METHODS::Human papillomavirus (HPV) type 58 is the third most commonly detected HPV type in cervical cancer among Eastern Asians. Our previous international epidemiological studies revealed that a HPV58E7 natural variant, T20I/G63S (designated as V1), was associated with a higher risk of cervical cancer. We recently showed that V1 possesses a greater ability to immortalise and transform primary cells, as well as degrading pRB more effectively than the prototype and other common variants. In this study, we performed a series of phenotypic and molecular assays using physiologically relevant in vitro and in vivo models to compare the oncogenicity of V1 with that of the prototype and other common natural variants. Through activation of AKT and K-Ras/ERK signalling pathways, V1 consistently showed greater oncogenicity compared with prototype and other variants, as demonstrated by increased cell proliferation, migration and invasion, as well as induction of larger tumours in athymic nude mice. This study complements our previous epidemiological and molecular observations pinpointing the higher oncogenicity of V1 compared with prototype and all other common variants.
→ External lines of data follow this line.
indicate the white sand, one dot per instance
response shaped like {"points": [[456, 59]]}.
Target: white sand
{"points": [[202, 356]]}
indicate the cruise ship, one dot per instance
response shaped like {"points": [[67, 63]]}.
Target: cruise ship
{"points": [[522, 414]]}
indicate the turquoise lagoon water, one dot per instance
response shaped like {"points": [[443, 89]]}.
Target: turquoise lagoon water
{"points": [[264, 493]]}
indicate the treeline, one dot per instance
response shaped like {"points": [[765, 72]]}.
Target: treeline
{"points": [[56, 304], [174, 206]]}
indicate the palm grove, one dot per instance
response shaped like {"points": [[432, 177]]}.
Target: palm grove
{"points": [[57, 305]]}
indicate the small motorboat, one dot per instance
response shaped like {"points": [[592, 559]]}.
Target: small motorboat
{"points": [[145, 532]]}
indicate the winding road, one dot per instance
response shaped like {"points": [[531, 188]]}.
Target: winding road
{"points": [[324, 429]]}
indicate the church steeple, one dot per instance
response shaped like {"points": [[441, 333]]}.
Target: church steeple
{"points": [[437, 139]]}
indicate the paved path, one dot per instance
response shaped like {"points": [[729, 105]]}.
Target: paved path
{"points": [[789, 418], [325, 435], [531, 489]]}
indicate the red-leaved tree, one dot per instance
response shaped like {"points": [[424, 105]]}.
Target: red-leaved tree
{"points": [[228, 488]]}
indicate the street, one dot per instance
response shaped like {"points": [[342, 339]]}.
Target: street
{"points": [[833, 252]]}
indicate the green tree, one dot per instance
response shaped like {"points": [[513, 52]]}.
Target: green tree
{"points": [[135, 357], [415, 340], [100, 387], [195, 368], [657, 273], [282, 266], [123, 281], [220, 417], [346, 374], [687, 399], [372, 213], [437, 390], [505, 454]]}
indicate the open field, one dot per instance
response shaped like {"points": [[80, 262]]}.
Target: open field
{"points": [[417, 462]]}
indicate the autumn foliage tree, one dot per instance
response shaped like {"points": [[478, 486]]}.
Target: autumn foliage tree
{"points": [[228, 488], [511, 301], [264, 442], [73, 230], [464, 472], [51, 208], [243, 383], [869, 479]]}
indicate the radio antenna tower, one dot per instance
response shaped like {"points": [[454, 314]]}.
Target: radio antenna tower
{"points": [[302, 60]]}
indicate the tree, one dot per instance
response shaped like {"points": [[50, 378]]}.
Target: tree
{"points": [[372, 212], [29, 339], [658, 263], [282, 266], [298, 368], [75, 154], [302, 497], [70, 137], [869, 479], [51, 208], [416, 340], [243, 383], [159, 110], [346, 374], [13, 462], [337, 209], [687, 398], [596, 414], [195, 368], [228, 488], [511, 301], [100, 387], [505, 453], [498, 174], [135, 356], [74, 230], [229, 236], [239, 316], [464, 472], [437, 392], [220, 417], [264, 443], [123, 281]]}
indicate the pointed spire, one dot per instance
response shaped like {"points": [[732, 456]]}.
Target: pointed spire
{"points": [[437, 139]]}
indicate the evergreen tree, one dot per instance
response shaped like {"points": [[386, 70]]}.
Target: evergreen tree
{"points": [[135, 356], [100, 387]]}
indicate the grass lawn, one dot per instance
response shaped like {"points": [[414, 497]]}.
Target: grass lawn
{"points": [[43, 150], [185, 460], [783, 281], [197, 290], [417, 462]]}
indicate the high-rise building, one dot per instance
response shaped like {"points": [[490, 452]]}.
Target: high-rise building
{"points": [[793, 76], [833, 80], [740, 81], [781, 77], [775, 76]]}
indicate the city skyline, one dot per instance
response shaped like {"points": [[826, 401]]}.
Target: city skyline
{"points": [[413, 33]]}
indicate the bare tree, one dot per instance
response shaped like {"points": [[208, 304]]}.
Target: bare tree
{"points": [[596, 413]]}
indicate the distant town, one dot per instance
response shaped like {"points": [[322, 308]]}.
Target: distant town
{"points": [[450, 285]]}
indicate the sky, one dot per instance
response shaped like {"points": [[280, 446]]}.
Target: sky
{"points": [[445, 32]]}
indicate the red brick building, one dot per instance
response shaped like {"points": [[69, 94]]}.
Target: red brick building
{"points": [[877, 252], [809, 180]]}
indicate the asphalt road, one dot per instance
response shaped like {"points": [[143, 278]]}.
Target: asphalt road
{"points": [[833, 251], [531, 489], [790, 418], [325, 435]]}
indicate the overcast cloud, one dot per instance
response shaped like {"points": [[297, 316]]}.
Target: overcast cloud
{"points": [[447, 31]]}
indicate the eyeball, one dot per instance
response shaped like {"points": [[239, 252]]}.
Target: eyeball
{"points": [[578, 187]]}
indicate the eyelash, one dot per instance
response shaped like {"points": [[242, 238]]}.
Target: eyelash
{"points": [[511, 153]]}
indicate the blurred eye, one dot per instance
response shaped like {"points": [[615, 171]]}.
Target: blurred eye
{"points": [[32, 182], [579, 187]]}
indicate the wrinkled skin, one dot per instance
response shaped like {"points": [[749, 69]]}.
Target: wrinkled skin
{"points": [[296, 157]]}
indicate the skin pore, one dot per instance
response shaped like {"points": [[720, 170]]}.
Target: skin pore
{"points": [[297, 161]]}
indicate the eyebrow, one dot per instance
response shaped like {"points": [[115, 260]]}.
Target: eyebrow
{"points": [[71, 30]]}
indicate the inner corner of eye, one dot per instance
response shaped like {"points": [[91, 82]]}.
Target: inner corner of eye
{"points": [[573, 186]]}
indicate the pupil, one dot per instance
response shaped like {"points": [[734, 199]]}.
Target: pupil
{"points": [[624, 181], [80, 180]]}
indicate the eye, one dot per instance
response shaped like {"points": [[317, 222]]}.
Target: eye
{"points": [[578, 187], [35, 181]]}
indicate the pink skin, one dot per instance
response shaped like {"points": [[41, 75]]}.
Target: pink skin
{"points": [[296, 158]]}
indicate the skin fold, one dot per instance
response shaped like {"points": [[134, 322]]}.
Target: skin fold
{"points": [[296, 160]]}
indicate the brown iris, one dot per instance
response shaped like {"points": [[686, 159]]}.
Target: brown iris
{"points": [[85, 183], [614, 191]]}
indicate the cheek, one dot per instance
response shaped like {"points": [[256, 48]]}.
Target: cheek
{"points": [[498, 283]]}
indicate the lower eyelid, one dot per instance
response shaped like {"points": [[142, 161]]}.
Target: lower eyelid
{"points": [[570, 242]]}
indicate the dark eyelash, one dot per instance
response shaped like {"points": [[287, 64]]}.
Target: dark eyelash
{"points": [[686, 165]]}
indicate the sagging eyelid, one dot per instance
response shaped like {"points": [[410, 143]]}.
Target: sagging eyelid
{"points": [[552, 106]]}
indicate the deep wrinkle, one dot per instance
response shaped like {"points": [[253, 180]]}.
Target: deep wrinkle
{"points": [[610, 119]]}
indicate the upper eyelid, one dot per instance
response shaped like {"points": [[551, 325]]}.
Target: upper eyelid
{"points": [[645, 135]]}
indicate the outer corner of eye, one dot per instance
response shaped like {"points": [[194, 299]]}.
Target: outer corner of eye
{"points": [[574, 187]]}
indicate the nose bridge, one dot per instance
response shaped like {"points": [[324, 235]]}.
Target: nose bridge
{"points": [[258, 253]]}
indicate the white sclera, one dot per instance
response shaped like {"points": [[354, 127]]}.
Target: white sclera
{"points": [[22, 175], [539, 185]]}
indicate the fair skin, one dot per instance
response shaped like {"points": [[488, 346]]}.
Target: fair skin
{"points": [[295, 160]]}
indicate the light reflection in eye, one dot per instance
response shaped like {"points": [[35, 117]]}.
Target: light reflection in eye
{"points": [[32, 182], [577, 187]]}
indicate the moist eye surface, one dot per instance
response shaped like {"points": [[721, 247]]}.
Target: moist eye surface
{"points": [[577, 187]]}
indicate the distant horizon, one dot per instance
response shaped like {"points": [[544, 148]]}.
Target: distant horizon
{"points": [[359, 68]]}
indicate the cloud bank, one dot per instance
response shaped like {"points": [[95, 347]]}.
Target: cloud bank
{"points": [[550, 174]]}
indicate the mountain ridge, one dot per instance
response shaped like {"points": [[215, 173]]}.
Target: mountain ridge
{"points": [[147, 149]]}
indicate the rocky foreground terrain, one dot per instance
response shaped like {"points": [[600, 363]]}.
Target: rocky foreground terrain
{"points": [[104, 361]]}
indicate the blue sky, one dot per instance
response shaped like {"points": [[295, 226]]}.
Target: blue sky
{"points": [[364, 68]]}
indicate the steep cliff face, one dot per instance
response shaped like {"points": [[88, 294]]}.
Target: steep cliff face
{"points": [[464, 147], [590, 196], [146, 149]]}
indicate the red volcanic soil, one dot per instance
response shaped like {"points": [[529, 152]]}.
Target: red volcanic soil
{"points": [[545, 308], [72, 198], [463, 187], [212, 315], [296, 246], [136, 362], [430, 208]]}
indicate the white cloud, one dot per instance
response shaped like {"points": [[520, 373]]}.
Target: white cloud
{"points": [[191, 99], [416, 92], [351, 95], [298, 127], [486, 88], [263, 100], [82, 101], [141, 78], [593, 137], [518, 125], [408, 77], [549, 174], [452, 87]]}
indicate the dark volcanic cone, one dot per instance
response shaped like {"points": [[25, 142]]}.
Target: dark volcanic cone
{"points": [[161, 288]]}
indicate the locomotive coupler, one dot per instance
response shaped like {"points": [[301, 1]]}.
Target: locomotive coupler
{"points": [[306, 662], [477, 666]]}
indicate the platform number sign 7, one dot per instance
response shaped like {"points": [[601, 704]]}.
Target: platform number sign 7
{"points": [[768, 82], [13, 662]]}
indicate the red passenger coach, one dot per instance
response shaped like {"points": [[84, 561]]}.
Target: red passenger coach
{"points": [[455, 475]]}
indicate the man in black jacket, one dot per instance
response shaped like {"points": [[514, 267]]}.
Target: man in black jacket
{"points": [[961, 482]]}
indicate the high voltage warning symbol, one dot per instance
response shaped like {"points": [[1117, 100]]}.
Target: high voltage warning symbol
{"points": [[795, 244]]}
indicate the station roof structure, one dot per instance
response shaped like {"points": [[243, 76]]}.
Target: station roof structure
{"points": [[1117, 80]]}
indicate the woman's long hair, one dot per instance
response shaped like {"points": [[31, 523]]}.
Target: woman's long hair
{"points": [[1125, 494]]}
Since V1 is more commonly found in Eastern Asia, our report provides insight into the design of HPV-screening assays and selection of components for HPV vaccines in this region.IMPORTANCE Epidemiological studies have revealed that a wild type variant of HPV58 carrying an E7 variation, T20I/G63S (V1), is associated with a higher risk of cervical cancer. We previously reported that this increased oncogenicity could be the result of its greater ability to degrade pRB, thereby leading to an increased ability to grow in an anchorage-independent manner. In addition to this, this report further showed that this HPV variant induced activation of AKT and K-Ras/ERK signalling pathways, thereby, explaining its genuine oncogenicity in promoting cell proliferation, migration, invasion, and formation of tumours, all to a greater extent than prototype HPV58 and other common variants.